Search-based Inference of Class Invariants: How far can Simulated Annealing take us?
Many formal verification and software testing techniques rely on repOK routines to verify the consistency and validity of software components with complex data representations. For a given class under analysis, a repOK encodes its so-called \emph{class invariant}, i.e., the state properties required on an instance for it to be considered a valid object of the class. While repOK routines can enable early error detection and simplify debugging, writing correct and complete repOKs can be challenging, even for advanced Large Language Models (LLMs). This paper explores the effectiveness of search-based techniques to automatically generate class invariants in the form of imperative repOKs.

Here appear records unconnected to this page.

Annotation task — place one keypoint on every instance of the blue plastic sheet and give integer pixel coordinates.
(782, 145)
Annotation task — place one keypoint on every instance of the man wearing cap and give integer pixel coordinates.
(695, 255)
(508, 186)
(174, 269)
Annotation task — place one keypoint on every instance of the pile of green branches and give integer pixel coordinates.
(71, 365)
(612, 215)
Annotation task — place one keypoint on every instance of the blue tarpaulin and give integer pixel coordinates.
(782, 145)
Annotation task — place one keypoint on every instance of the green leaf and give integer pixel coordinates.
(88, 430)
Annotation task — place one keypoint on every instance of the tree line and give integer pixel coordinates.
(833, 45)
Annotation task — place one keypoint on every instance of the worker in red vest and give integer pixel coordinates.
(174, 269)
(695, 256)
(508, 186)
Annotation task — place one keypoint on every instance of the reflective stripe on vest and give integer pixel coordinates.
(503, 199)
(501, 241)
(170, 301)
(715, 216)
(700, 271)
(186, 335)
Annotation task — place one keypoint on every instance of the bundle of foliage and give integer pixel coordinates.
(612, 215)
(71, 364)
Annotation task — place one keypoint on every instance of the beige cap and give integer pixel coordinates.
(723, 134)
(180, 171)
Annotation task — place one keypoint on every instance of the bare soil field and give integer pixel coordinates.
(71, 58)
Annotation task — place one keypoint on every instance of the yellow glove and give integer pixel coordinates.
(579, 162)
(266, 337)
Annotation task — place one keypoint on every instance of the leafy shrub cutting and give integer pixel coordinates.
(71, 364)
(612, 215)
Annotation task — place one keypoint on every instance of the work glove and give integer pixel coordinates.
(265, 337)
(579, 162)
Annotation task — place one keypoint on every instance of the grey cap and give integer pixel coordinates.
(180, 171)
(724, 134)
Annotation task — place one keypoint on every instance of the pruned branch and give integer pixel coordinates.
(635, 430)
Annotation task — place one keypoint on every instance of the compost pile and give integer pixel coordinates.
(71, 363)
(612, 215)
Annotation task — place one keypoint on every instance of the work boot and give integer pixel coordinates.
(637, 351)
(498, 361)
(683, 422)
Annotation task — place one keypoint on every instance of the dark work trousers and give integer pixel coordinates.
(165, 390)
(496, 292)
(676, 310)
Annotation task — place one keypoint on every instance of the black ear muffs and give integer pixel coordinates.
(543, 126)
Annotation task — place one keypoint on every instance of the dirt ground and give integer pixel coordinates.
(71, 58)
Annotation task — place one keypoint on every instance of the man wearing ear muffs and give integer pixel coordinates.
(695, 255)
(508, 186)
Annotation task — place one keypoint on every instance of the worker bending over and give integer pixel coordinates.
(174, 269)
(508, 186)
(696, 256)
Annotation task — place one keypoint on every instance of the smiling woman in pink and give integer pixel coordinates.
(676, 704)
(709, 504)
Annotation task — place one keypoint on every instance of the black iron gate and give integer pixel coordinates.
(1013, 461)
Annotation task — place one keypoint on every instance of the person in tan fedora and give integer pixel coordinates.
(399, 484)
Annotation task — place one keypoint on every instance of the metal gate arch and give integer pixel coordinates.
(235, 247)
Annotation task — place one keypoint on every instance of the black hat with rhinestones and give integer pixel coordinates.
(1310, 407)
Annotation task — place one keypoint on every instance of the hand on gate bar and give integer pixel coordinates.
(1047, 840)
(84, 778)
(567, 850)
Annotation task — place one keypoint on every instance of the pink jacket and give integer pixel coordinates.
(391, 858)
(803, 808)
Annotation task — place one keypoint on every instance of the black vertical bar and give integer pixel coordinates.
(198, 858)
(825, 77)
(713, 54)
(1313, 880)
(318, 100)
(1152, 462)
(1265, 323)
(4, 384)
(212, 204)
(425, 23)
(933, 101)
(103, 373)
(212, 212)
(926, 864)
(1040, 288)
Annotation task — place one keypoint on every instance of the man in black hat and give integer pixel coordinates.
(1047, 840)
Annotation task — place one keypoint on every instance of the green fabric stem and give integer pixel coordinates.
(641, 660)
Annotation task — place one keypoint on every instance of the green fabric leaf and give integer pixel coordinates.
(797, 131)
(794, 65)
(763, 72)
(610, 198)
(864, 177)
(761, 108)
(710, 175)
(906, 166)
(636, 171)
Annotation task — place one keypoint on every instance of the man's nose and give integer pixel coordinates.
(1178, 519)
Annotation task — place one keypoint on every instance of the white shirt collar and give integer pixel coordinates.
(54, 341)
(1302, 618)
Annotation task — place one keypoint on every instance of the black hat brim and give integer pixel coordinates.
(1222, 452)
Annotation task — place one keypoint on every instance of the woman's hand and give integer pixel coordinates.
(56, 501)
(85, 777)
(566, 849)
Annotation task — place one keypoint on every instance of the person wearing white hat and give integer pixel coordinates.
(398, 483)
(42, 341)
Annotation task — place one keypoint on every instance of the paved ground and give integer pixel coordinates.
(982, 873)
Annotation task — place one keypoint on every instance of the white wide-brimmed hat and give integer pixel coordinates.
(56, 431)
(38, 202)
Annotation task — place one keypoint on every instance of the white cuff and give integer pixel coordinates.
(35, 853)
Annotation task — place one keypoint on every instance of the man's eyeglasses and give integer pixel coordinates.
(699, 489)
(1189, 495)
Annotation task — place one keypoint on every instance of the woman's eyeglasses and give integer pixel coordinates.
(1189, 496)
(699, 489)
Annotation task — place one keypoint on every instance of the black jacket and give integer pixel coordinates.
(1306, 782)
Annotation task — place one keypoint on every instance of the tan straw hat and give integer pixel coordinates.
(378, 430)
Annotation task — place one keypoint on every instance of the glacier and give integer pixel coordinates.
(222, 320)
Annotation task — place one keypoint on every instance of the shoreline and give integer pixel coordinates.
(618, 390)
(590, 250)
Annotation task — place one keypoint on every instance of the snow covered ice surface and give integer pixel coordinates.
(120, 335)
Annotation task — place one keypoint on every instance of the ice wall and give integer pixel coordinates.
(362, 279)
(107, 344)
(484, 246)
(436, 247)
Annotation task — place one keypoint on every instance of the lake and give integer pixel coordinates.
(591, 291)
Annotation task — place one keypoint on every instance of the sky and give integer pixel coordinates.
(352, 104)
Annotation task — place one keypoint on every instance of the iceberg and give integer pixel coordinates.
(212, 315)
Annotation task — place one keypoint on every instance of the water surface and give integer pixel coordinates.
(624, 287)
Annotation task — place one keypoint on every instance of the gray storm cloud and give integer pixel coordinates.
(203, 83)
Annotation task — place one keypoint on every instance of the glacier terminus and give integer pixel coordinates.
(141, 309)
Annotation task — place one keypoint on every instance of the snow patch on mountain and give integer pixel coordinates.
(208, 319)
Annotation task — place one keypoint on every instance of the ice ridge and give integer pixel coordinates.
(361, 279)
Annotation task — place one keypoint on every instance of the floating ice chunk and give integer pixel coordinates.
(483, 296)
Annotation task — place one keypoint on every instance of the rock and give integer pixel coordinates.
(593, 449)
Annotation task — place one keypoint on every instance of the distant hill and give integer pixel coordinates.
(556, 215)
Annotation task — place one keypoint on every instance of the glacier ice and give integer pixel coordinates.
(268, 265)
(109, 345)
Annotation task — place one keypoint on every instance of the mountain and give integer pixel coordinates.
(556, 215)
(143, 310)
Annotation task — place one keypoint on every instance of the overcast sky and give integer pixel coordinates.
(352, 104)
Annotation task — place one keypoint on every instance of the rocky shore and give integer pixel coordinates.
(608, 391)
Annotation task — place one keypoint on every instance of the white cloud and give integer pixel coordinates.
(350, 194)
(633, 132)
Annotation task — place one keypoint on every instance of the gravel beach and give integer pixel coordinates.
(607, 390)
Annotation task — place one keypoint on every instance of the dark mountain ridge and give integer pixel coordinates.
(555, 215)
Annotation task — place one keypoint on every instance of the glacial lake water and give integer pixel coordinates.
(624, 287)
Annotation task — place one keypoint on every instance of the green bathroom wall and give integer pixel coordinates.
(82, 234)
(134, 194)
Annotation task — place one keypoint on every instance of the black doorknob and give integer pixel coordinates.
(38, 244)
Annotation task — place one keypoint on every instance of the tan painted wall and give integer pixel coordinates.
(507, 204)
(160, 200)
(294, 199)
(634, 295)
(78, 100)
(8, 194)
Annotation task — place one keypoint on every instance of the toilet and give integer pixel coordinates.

We perform an evaluation using Express, a recent simulated annealing-based framework that automatically generates repOKs, on a set of 7 Java classes from widely-used libraries, and show that the framework can generate \emph{correct repOKs for all cases}, ensuring no valid instances are erroneously discarded. Furthermore, Express produces \emph{complete} repOKs in 3 out of 7 cases. Combining Express with an LLM further enhances effectiveness, generating \emph{correct} and \emph{complete} repOK routines for 5 out of 7 subjects. In addition, Express yields more complete invariants (i.e., it generates stronger properties) than the best related approach in 5 out of 7 cases. These results highlight the potential of search-based techniques for automating consistency checks in software systems, bridging gaps in current manual and automated software analyses.